His repulsive thoughts are like a burst of rancid air puffed into her spiracles. However, after a year of contact, it is nothing she hasn’t heard before. Hardening herself, Pri plunges back into the stream. I don’t care if Del likes them for their telepathy that just makes it worse who wants a bunch of fucking bugs scurrying around in their heads anyway I liked the first bunch of aliens a lot better strange maybe but they didn’t make me want to reach for the spray every time I saw them—again Pri breaks away, her relief at withdrawing tinged with confusion. The man’s last thought makes no sense. Haven’t these Terrans told the People time and again that Charel is the only other sentient world they have discovered?
“I’ve come to appreciate so many things about the People of the Sand during our time here,” Del says, startling Pri out of her puzzled thoughts. “I’d like to think that we’ve made some real friends among you. In fact, that’s what we called this meeting to ask. You three probably have the most complete picture of the general feeling in the Stone Hearths. Do the People of the Sand perceive us as friends and allies? People that the Drevl Char could partner with, if the opportunity arose?”
«I don’t understand.» Pri says flatly. She sees now that this is true in a deeper sense. There is
some force at work in the Soft Ones’ psyche that was completely hidden, of which she is still only dimly aware.
Del Baker leans across the table, her chin resting on folded hands as she regards the Drevl Char ambassadors. “Our people are new to interstellar exploration. We’re what you might call unformed stones in terms of our experience with alien cultures. Our own solar system harbored no other forms of sentient life, and neither have any of the worlds we’ve visited in extrasolar expeditions. You Drevl Char are the first sentient species we’ve ever found.”
Suspicion. The repeated assertion, so innocent before, sends a quaver of uncertainty through Pri’s antennae. «You said there was another,» she replies in a thought tone of simple curiosity. «I remember.»

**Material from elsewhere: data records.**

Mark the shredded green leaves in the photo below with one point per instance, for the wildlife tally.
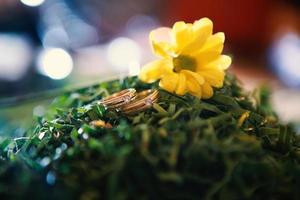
(231, 146)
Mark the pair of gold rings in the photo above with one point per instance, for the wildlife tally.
(130, 102)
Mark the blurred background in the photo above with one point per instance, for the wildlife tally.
(47, 45)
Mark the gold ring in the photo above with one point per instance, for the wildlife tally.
(119, 99)
(143, 101)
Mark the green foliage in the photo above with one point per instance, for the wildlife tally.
(231, 146)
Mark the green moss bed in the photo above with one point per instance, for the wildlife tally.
(182, 148)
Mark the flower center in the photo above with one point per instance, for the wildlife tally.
(184, 62)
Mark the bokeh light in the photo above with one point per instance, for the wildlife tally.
(55, 63)
(285, 57)
(123, 51)
(32, 3)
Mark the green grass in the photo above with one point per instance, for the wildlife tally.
(182, 148)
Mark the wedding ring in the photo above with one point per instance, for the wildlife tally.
(144, 100)
(119, 99)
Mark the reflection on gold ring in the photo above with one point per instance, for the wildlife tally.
(119, 99)
(143, 101)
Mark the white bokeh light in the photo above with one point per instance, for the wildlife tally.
(32, 3)
(123, 51)
(55, 63)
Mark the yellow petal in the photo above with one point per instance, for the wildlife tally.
(169, 82)
(207, 91)
(197, 94)
(201, 29)
(181, 34)
(181, 86)
(204, 58)
(155, 70)
(189, 74)
(160, 40)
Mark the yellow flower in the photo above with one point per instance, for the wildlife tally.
(190, 59)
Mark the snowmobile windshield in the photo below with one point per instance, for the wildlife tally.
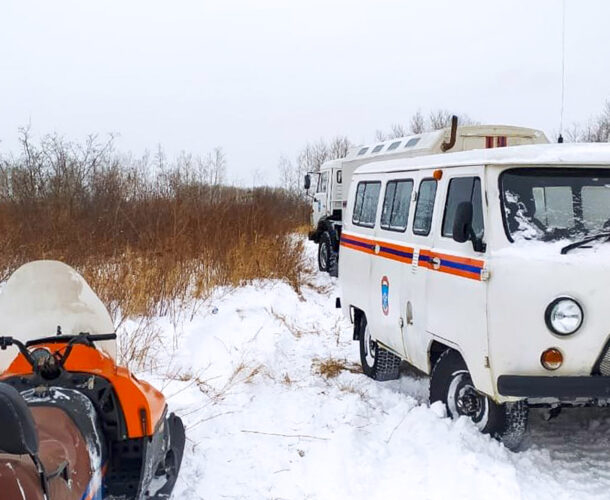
(44, 298)
(553, 204)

“Rosetta .” Del sweeps her arm dismissively through the air.
“It’s true. That planet was home to an advanced civilization at one time, but the Rosettans died out long ago. We’ve learned a lot from their machines, but understanding remnants and understanding peoples are worlds apart. You’re the first people we’ve really had a chance to know.”
Pri probes beneath Del’s innocent words—and encounters a whirlwind which spins her mind around as though in a sandstorm. Forgive me forgive me God forgive me forgive forgive forgive me Reeling, Pri jerks her consciousness free from the anguished wail of the woman’s thoughts. The simple words repeat endlessly through Del’s mind, and under them a grief so raw and palpable that just listening in feels like dipping her antennae in acid. The force of Del’s emotion throws up an obscuring cloud between Pri and any deeper thoughts, blurring them like rock formations seen through a dust rain. For the briefest moment, as she slips from Del’s mind, Pri sees something: a pair of Terran eyes looking back at her, the colored irises bright against black sclera. But Terran eyes aren’t black . . .
«Why partner with us?» Dur asks, jolting Pri back to the meeting. «The People of the Sand are ignorant of worlds beyond our own. It is only with your gift of flying machines that we’ve even started to dream of journeying to other worlds. If your people are unformed stones, we have not even separated from the rock beneath our feet.»